Back in May 2017, the FCC’s comment section on its website was affected by something that prevented net neutrality supporters from expressing their discontent at Pai’s aggressive plans of repealing the order. Soon after, this was publicly declared the result of a DDoS attack, which was revealed to be a complete fabrication by former Chief Information Officer David Bray, according to the Office of Inspector General’s (OIG) latest report.

Upon Pai’s hearing, Congress expressed doubts in the chairman pointing the finger, asking why he didn’t “entertain any of those quite reasonable doubts that were out there in the community and out there among former colleagues” himself. “It just seems odd that the moment your CIO says something, that you run with it and you ran with it quite aggressively all the way up until… last week when you said, ‘well, I was duped,’” said Sen. Brian Schatz.

Pai explained that he was informed that the information provided by Bray was inaccurate as early as January 23rd, 2018 by his chief of staff, but was subsequently requested by the OIG to keep the information hush. This was because the OIG had been pursuing potential criminal prosecution against Bray with the help of the Department of Justice (DoJ).

“The position I was in was, ‘Do we breach the Office of Inspector General's request for confidentiality,’ in which case the accusation perhaps from members of this committee would be, ‘He's jeopardizing an independent OIG investigation including potential criminal prosecution,’ or do I adhere to the independent inspector general's request? It's a difficult position to be in; I made the judgment that we had to adhere to the OIG's request even though I knew we would be falsely attacked for having done something inappropriate,” explains Pai.

Although lying to Congress is a punishable offense that can result in fines or prison time, Pai and all current FCC employees are free from prosecution as the US Attorney's Office has come to the conclusion that the false statements originated from a former CIO rather than Pai himself. That doesn’t mean Schatz is satisfied with the outcome, however. He states that Pai has some accountability as the Chairman for the actions of his employees and, namely, his reluctance to give credit to the doubts raised at a time where “participation of the public” in the net neutrality process was crucial.

“I understand your reliance on your CIO; I don't blame you for that,” said Schatz. “I understand you were in a difficult position, but I can't imagine that there was not another way to thread this needle and deal with us in our oversight capacity. My question is, did you have any doubt at any time before the [OIG] report came out a couple of weeks ago?” Pai assured Schatz that he did have doubts, but each time he enquired about the nature of the supposed attack, it was reinforced by Bray and those in the IT department.
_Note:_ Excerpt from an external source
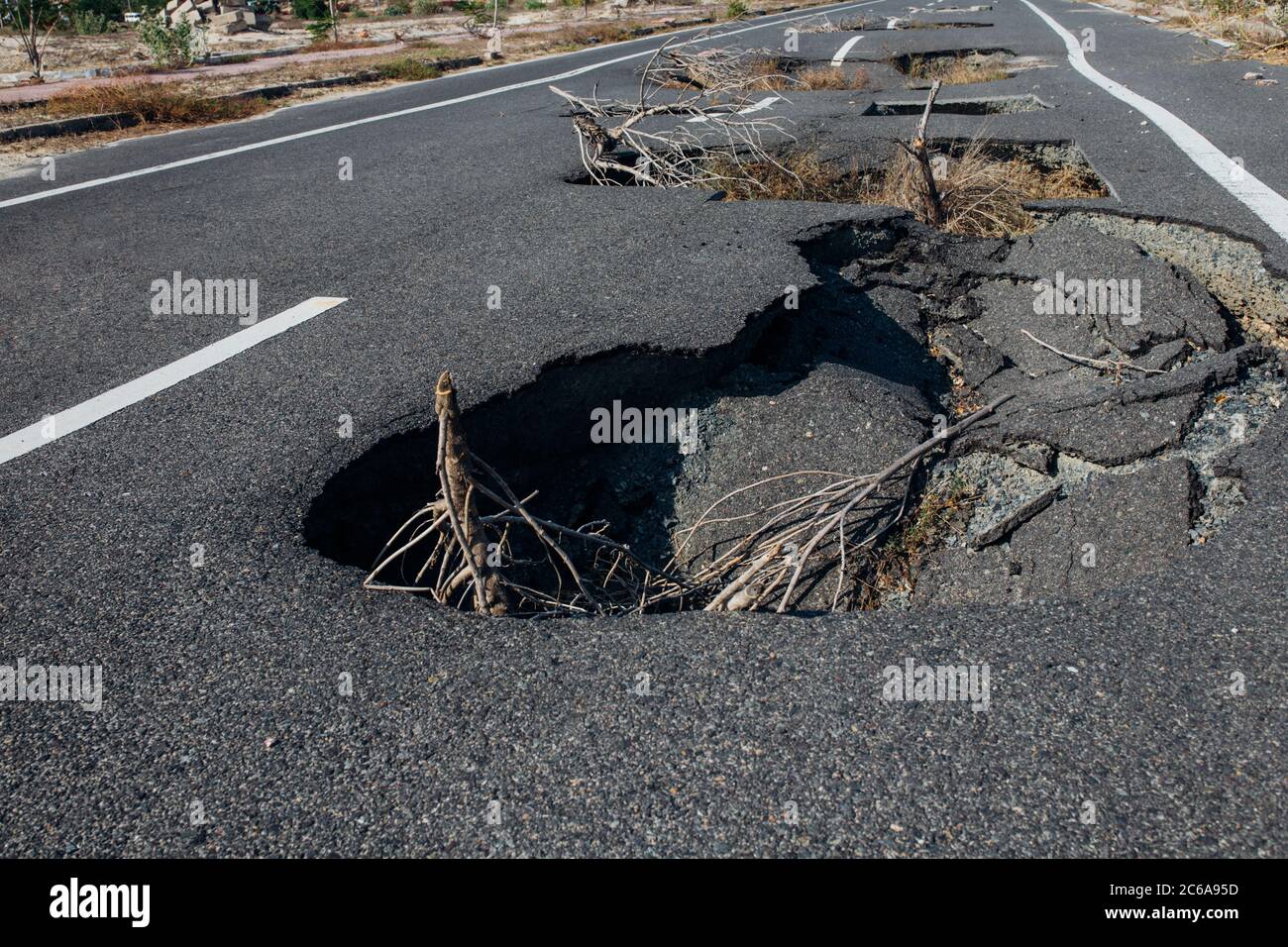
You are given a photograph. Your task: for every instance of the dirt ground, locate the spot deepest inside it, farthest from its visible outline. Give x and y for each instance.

It’s unclear if Schatz will follow up the matter further, however FCC Commissioner Jessica Rosenworcel, who remains the only Democrat in the regulatory body, openly expressed her discontent with Pai’s decisions.

“Too often our procedures fall short of what good governance requires. Our claim that the agency suffered a distributed denial-of-service attack following John Oliver's report on our net neutrality plans was not credible, as demonstrated by last week's report from the FCC Inspector General. And in the meantime, the agency has ignored the fact that this public docket is flooded with fraud —including half a million comments from Russia and two million individuals with stolen identities.”

It's unlikely that this is the last Pai will hear from Congress regarding the matter, however, as House Democrats wish for a written response detailing a series of questions before the end of the month.

KitGuru Says: It seems that the Republican members of the FCC are giving Pai an easy time despite his story not sitting all too well with Congress. While I can understand sensitive matters being handled, it does still seem like a get-out-of-jail free card for Pai to blame it on an ex-administrator who is no longer in power. It will be interesting to see how Congress helps prevent this from happening in the future.